La stessa possibilità è data anche da alcuni cellulari basati su PalmOs. Altri dubbi sul software riguardano le implementazioni incomplete di Bluetooth, come quelle esibite dall’I-mate e dal Blackberry 7100, ve lo ricordate, che obbligano a usare per il collegamento il vecchio cavo USB o la scomoda e aleatoria IrDA. Sempre meglio che niente. Visto che abbiamo parlato di ergonomia, anche per quanto riguarda l’hardware abbiamo trovato cose che ci piacciono poco. È vero che la progettazione di un cellulare deve rispettare stringenti specifiche tecniche, ma vorremmo proprio sapere chi ha avuto la bella idea di piazzare lo slot di espansione miniSD all’interno dell’I-mate, sotto la batteria, con il risultato che per cambiare scheda bisogna spegnere tutto e smontare il telefono. Per fortuna il vano batteria è facile da aprire, perché in altri modelli, invece, questa operazione richiede unghie affilate (o l’uso di un coltellino svizzero). Ci è sembrato strano poi che con i processori sempre più veloci che fanno funzionare questi cellulari, l’accensione richieda (per tutti) parecchi secondi. Infine, tutti gli apparecchi ci sono sembrati troppo grandi, ma in questo caso c’è poco da sindacare: se si vuole uno schermo grande e una tastiera comoda, è difficile rimpicciolirli.



Tanto è vero che tutti sono sui 120 grammi di peso. Fra i modelli in prova, ci è piaciuto molto il Nokia Lumia 1020, per la buona dotazione di funzioni, la facilità con cui si interfaccia con il mondo esterno (computer Windows e Mac) e per il fatto che fra tutti è il più “telefonico” e  “informatico”. Apprezzabili anche l’ottima qualità dell’audio e la presenza di un piccolo “flash” per la fotocamera da 41 MP. Qualche perplessità sulla disposizione di alcuni tasti dell’interfaccia, ma nulla di veramente problematico.

Fra i modelli basati su WindowsPhone, Motorola paga il fatto di essere il cellulare da più tempo sul mercato, tanto che è ormai in uscita il suo erede. Se però non siete maniaci dell’ultima novità, e potete sopravvivere con l’edizione di WindowsPhone, le funzionalità di base ci sono tutte e il prezzo di vendita è meno della metà di quello dei concorrenti. Se invece volete l’ultimo grido, Iphone5 è oggetto del desiderio privo di difetti.

Chi apprezza l’interfaccia e vuole un prodotto di fascia media può rivolgersi Samsung, ma se le vostre esigenze comprendono frequenti sincronizzazioni e scambi di dati con PC (anche non Windows) è meglio preferire un prodotto di fascia alta come Iphone. Un’ultimissima considerazione sui prezzi: ci sono sembrati tutti, a parte quello del Motorola, decisamente alti. Non ci è sembrato, durante queste prove, di rilevare negli smartphone un vantaggio sull’accoppiata cellulare più palmare così netto da giustificare il loro costo, spesso molto più alto della soluzione dei dispositivi separati.

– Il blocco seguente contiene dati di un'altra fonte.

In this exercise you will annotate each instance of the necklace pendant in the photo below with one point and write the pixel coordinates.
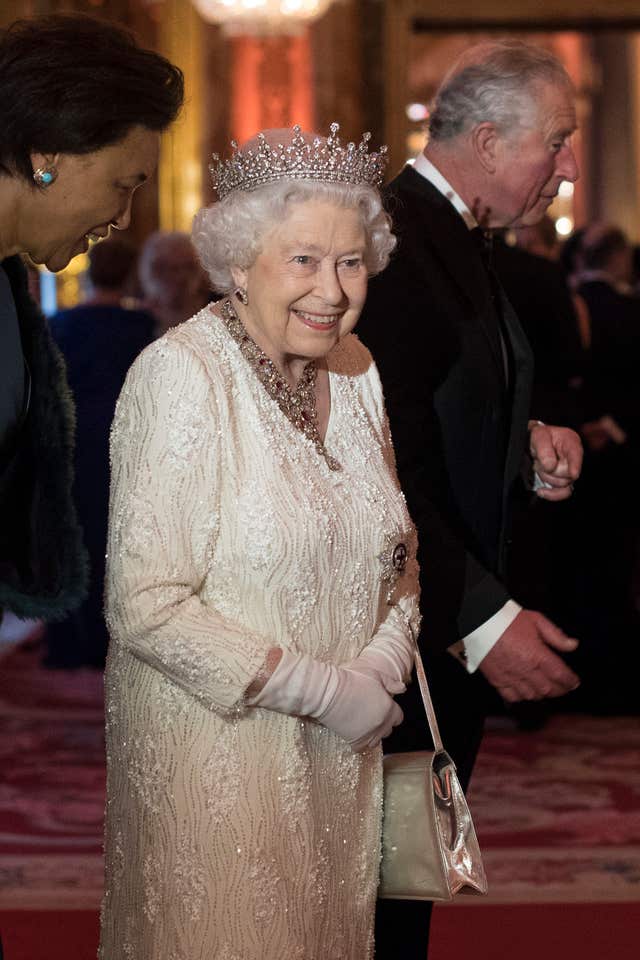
(332, 463)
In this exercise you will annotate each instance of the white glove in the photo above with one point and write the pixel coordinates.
(389, 655)
(355, 706)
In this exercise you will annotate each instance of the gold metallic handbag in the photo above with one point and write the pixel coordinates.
(429, 845)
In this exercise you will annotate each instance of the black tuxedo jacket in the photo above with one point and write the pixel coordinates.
(459, 428)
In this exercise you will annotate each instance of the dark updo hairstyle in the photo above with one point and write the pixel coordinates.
(75, 84)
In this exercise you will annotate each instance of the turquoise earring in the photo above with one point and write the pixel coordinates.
(44, 176)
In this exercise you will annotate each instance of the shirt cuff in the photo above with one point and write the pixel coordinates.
(473, 648)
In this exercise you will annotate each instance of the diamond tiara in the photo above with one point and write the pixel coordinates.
(320, 159)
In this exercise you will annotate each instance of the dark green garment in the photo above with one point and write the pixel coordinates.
(12, 392)
(43, 568)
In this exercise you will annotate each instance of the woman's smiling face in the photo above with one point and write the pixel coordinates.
(308, 284)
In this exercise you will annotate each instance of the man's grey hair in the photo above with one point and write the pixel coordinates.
(493, 82)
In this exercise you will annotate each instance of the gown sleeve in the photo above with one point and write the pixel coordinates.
(165, 493)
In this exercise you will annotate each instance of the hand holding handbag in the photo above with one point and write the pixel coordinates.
(429, 845)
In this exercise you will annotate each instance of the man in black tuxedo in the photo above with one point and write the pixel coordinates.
(457, 372)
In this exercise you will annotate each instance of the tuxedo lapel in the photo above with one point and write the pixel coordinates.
(523, 365)
(449, 239)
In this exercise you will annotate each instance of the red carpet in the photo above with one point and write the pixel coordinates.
(516, 932)
(536, 932)
(51, 935)
(557, 814)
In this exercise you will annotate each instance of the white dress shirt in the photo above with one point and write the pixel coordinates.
(472, 649)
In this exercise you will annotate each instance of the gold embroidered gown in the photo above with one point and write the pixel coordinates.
(236, 833)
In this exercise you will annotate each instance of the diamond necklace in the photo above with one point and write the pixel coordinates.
(299, 405)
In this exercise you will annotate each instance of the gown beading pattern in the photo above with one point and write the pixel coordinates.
(237, 833)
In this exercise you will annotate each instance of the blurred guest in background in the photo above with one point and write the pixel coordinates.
(541, 239)
(605, 608)
(174, 285)
(81, 111)
(99, 341)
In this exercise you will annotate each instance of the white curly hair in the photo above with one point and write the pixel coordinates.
(231, 232)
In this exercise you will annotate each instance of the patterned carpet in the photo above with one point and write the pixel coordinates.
(557, 811)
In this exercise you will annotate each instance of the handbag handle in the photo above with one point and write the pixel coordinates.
(424, 686)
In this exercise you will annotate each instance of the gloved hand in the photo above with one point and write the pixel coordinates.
(355, 706)
(389, 655)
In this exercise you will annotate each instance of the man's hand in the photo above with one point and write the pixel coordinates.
(557, 459)
(522, 664)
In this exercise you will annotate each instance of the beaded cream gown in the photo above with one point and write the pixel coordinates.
(237, 833)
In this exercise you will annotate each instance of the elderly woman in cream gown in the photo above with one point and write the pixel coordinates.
(262, 585)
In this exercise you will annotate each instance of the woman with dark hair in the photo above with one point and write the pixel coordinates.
(81, 111)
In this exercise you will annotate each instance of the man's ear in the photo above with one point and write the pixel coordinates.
(485, 141)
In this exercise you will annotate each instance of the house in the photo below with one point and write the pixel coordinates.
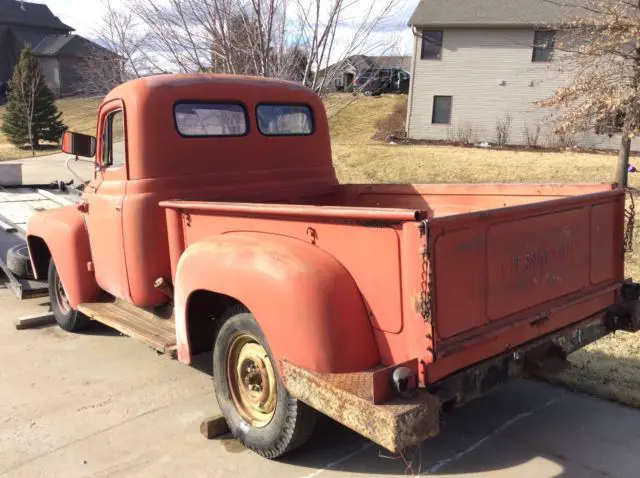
(342, 75)
(473, 68)
(59, 51)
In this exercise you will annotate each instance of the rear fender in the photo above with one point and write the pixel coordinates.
(305, 301)
(64, 233)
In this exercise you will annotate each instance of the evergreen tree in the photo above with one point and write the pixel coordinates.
(31, 114)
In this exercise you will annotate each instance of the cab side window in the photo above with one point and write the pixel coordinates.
(114, 151)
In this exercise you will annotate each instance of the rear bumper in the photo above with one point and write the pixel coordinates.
(402, 422)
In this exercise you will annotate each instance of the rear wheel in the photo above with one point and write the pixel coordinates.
(67, 318)
(258, 409)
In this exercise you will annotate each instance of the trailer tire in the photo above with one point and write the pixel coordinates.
(67, 318)
(18, 262)
(287, 423)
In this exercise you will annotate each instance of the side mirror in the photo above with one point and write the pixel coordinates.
(78, 144)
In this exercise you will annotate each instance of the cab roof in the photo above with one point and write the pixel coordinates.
(195, 85)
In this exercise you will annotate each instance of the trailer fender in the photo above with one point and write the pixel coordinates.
(305, 301)
(61, 234)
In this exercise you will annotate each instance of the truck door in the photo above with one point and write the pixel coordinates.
(105, 198)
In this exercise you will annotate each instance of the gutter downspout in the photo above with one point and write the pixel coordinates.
(414, 60)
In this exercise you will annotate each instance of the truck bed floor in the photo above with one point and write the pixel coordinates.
(144, 325)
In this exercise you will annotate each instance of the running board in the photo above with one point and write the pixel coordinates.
(144, 325)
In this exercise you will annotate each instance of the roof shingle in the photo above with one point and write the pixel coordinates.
(15, 12)
(469, 13)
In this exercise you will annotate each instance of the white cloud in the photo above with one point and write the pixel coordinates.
(84, 14)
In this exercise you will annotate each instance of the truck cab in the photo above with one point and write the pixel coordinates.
(215, 222)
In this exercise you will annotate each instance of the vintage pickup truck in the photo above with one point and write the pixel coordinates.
(215, 222)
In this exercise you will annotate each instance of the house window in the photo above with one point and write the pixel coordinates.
(544, 42)
(198, 120)
(441, 109)
(431, 45)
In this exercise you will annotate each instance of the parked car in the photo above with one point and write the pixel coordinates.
(215, 220)
(374, 82)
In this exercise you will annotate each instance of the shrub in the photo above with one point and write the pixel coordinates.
(31, 115)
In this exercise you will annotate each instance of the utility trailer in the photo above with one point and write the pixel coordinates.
(17, 205)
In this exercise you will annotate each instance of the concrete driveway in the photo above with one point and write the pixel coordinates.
(43, 170)
(99, 404)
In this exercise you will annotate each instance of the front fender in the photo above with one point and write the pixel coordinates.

Se ne riparla fra un anno, sperando che i produttori capiscano finalmente che questi apparecchi devono renderci la vita più facile, non il contrario.




I produttori implementano nei loro cellulari funzionalità sempre nuove. La sezione fotocamera, per esempio, una volta marginale, sta diventando sempre più sofisticata: alcuni modelli montano sensori da 41 Mpixel e presto arriverano quelli da 50 Mpixel. Nel telefonino non solo le funzioni di un palmare, ma anche quelle di un navigatore satellitare GPS mettendo in crisi aziende come la Garmin o la Tom Tom che hanno dirattato il loro mercato quasi esclusivamente alla realizzazione per le automobili o per le carte di navigazione, inoltre  qualcuno sta addirittura lavorando per inserire in qualche modello un rivelatore di radiazioni.

Un altro sviluppo tecnologico è la ricezione di programmi televisivi in standard DVB-H e satellitare,  Sky Go e Mediaset Premium disponibile anche per tablet, ipad Xbox. Sul fronte dei sistemi operativi, tutti i principali protagonisti sono alle prese con le nuove versioni. L’obiettivo di realizzare telefoni meno costosi, con migliori capacità Java e multimediali e funzioni di gestione dell’hardware più sofisticate.